There’s a scene where Superman is shown hovering over flood victims waiting to be saved. He’s about to perform a task that a fleet of helicopters could do better and more efficiently. But the point is that people are awaiting their saviour and Superman is the messiah.

He looks pretty grim hovering in the light as they reach for him.

Jesus had bad days too (even if most Christians would disagree with me). Here’s a quote from one of my favourite books, Misquoting Jesus, by Bart Ehrman:
Mark 1:41 originally indicated that when Jesus was approached by a leper who wanted to be healed, he became angry…. (Ehrman 2005, 200)

And the reaction Ehrman states is pretty similar to the fanboy reaction to the darker Superman: “Scribes found it difficult to ascribe the emotion of anger to Jesus.”

In The New Jerusalem Bible, Jesus sends the man away after healing him, telling him not to tell anyone. The man promptly does just this and the result is Jesus can’t go into any town without being mobbed.

If Jesus can seek anonymity from the meek and the ill, can’t Superman be a little mopey about his tepid reception?

The problem Christians have with the angry Jesus is the same as the fanboys with the darker Superman. Too human when neither are supposed to be.

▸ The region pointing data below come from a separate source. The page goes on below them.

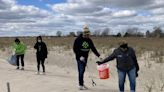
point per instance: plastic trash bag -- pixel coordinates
(12, 60)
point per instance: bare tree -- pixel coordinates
(78, 33)
(105, 32)
(147, 33)
(72, 34)
(97, 32)
(58, 33)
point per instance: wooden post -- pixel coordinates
(8, 87)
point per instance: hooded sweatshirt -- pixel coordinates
(19, 48)
(82, 47)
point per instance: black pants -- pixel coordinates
(40, 61)
(22, 60)
(81, 69)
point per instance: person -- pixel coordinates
(126, 64)
(19, 49)
(41, 53)
(81, 48)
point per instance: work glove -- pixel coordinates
(100, 58)
(99, 63)
(136, 74)
(82, 59)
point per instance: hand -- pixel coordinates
(136, 74)
(82, 59)
(13, 52)
(99, 63)
(100, 58)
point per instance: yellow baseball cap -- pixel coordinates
(86, 30)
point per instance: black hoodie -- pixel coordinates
(82, 47)
(41, 49)
(126, 60)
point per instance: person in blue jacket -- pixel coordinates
(126, 64)
(82, 45)
(41, 53)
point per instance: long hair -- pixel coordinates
(39, 37)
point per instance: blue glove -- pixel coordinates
(99, 63)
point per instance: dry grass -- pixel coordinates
(139, 44)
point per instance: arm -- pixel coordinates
(46, 48)
(135, 60)
(22, 48)
(109, 58)
(94, 49)
(35, 46)
(75, 47)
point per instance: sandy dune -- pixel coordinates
(61, 75)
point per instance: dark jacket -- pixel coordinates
(125, 60)
(41, 50)
(82, 47)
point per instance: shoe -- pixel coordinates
(81, 88)
(17, 68)
(43, 73)
(38, 73)
(85, 87)
(22, 68)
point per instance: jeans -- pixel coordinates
(40, 61)
(81, 69)
(22, 60)
(132, 78)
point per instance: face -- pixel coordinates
(17, 42)
(124, 49)
(39, 40)
(86, 36)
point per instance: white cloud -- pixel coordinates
(118, 15)
(124, 13)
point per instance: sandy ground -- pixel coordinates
(61, 75)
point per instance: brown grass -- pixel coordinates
(139, 44)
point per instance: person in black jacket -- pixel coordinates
(126, 64)
(41, 53)
(81, 48)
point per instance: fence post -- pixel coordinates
(8, 87)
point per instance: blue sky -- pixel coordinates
(39, 3)
(46, 17)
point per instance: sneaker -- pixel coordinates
(85, 87)
(81, 88)
(38, 73)
(43, 73)
(22, 68)
(17, 68)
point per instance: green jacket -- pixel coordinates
(19, 48)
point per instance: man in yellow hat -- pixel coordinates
(82, 46)
(127, 64)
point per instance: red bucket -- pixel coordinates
(103, 70)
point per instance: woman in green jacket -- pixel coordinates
(19, 49)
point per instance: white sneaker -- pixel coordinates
(81, 88)
(37, 73)
(85, 87)
(43, 73)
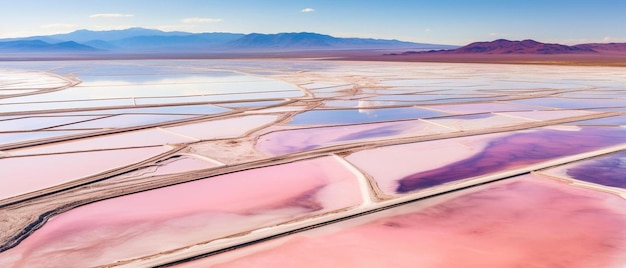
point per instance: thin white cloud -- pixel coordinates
(60, 26)
(200, 20)
(110, 15)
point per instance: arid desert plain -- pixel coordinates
(239, 163)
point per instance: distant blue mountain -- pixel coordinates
(308, 41)
(41, 46)
(140, 40)
(82, 36)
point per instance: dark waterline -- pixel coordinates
(517, 150)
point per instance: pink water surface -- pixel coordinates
(298, 140)
(149, 137)
(168, 218)
(21, 175)
(524, 222)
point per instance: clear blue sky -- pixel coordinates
(427, 21)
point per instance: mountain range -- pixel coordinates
(149, 40)
(503, 46)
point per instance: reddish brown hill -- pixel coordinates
(502, 46)
(604, 47)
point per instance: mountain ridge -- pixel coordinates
(149, 40)
(527, 46)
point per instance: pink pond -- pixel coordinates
(227, 128)
(478, 121)
(177, 216)
(608, 170)
(150, 137)
(172, 165)
(523, 222)
(298, 140)
(548, 115)
(422, 165)
(482, 107)
(21, 175)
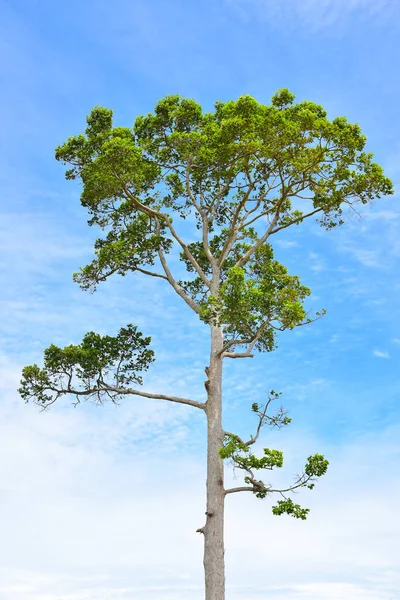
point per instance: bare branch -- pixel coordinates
(237, 355)
(164, 217)
(239, 489)
(105, 388)
(145, 272)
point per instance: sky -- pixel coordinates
(102, 503)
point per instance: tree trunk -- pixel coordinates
(214, 566)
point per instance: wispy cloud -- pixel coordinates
(380, 354)
(315, 14)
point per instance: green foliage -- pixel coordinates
(100, 367)
(240, 455)
(294, 510)
(243, 162)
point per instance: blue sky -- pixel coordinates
(83, 519)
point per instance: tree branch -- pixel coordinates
(124, 392)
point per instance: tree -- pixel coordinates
(245, 172)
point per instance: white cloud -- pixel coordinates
(315, 14)
(380, 354)
(103, 504)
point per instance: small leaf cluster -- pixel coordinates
(99, 367)
(290, 508)
(260, 295)
(240, 455)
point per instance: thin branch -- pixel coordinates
(124, 392)
(239, 489)
(158, 215)
(299, 220)
(237, 355)
(145, 272)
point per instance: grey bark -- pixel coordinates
(213, 530)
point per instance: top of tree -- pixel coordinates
(245, 171)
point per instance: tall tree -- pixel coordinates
(245, 172)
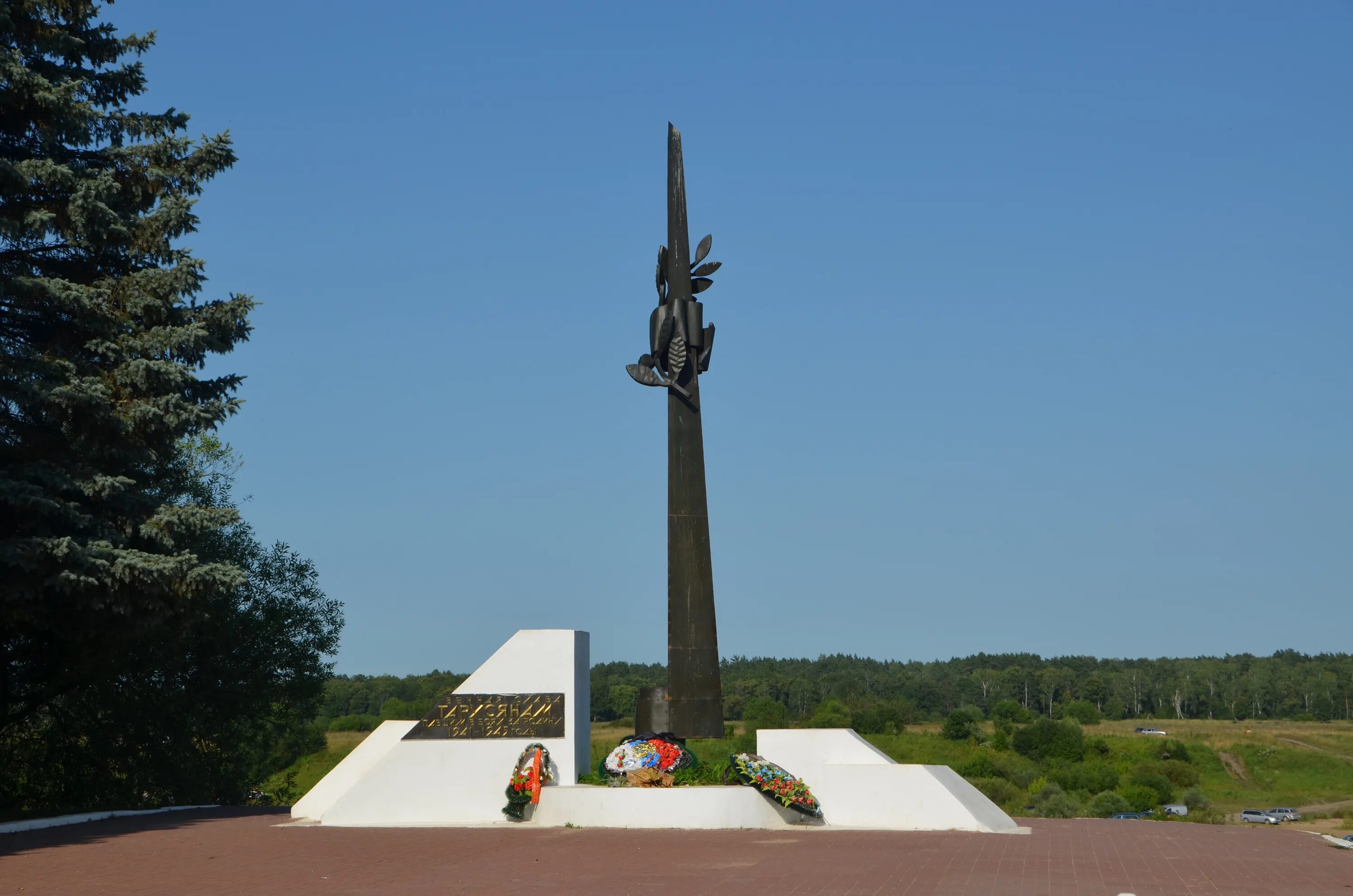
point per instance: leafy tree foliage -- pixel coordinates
(1049, 740)
(152, 650)
(1081, 711)
(1012, 685)
(830, 714)
(1107, 804)
(764, 712)
(198, 714)
(960, 726)
(102, 341)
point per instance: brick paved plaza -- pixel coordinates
(243, 852)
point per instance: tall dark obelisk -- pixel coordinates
(681, 347)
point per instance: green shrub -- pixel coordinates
(1002, 734)
(764, 712)
(999, 791)
(355, 723)
(1092, 777)
(1197, 800)
(1140, 798)
(960, 726)
(1107, 804)
(879, 719)
(1048, 740)
(1053, 802)
(983, 767)
(1182, 775)
(397, 708)
(830, 714)
(1011, 711)
(1175, 750)
(1159, 783)
(1081, 711)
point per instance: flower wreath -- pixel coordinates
(649, 760)
(531, 772)
(774, 783)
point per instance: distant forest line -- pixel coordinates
(1286, 685)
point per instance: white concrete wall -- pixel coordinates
(860, 786)
(463, 781)
(354, 767)
(695, 807)
(791, 748)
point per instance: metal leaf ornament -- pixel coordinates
(644, 375)
(665, 333)
(676, 356)
(703, 249)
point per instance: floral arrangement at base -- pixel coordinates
(531, 772)
(649, 760)
(776, 783)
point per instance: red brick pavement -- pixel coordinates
(240, 852)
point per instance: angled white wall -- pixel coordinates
(352, 768)
(860, 786)
(454, 781)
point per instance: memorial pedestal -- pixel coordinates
(452, 768)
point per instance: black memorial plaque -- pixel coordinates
(465, 717)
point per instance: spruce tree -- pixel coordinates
(102, 344)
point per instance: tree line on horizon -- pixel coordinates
(870, 694)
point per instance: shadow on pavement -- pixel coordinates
(107, 829)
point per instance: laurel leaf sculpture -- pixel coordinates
(676, 356)
(703, 249)
(644, 375)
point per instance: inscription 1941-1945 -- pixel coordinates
(493, 717)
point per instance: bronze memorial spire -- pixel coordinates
(692, 706)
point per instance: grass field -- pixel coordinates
(1241, 765)
(313, 767)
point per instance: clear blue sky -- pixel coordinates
(1034, 324)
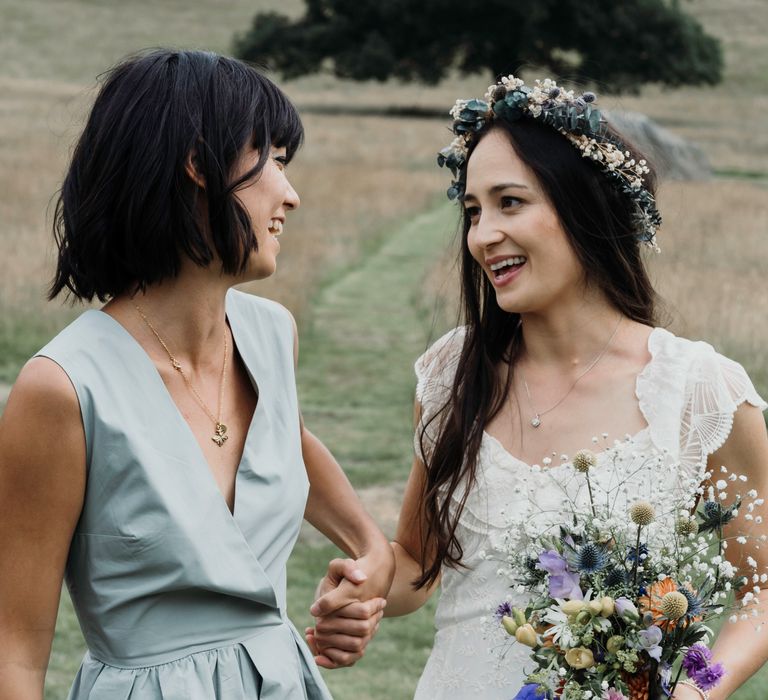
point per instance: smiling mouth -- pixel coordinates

In my opinion, human is interesting and relatable. The other plane of existence doesn’t work for me.

The Superman fanboys want is pretty bland. Selfless and righteous and powerful and kind and good and – retch. And his only weakness, the green rock, is just as boring. It’s the only way he can be brought down, but it’s like flipping a switch; one minute invincible, the next, at death’s door.

At least in this movie, Superman’s love for Lois is so strong it’s a weakness reaching for a par with Kryptonite. He pauses, mid-apocalyptic fight, to go save her. And when she and his mother are threatened by Lex Luthor, Superman reacts with a murderous rage.

Nevertheless, he didn’t come off like Batman’s emotional twin. He had moments of hope and optimism where Batman had none. But the world he and Batman were shown in didn’t give him much to smile about. He shows up in Africa to save Lois and the village is wiped out by the local government. He shows up on Capital Hill to answer for the village and the whole building is blown up. And he gets to stand in the middle of the inferno and hang his head because he missed it while everyone else died – because of him. Nice. Give us a wink big guy.

I’m not sure why Batman Vs Superman is getting such targeted criticism about its take on the fallout of epic super-battles. This is not the first time that superheroes have been shown to come with dangerous consequences. Even Marvel’s sunnier universe is about to put its heroes on the hot seat in Captain America: Civil War. Hell – Pixar spun the entire premise of The Incredibles around the idea. And that was a kid’s movie.

Ehrman, Bart D. 2005. Misquoting Jesus. New York, New York: Harper Collins.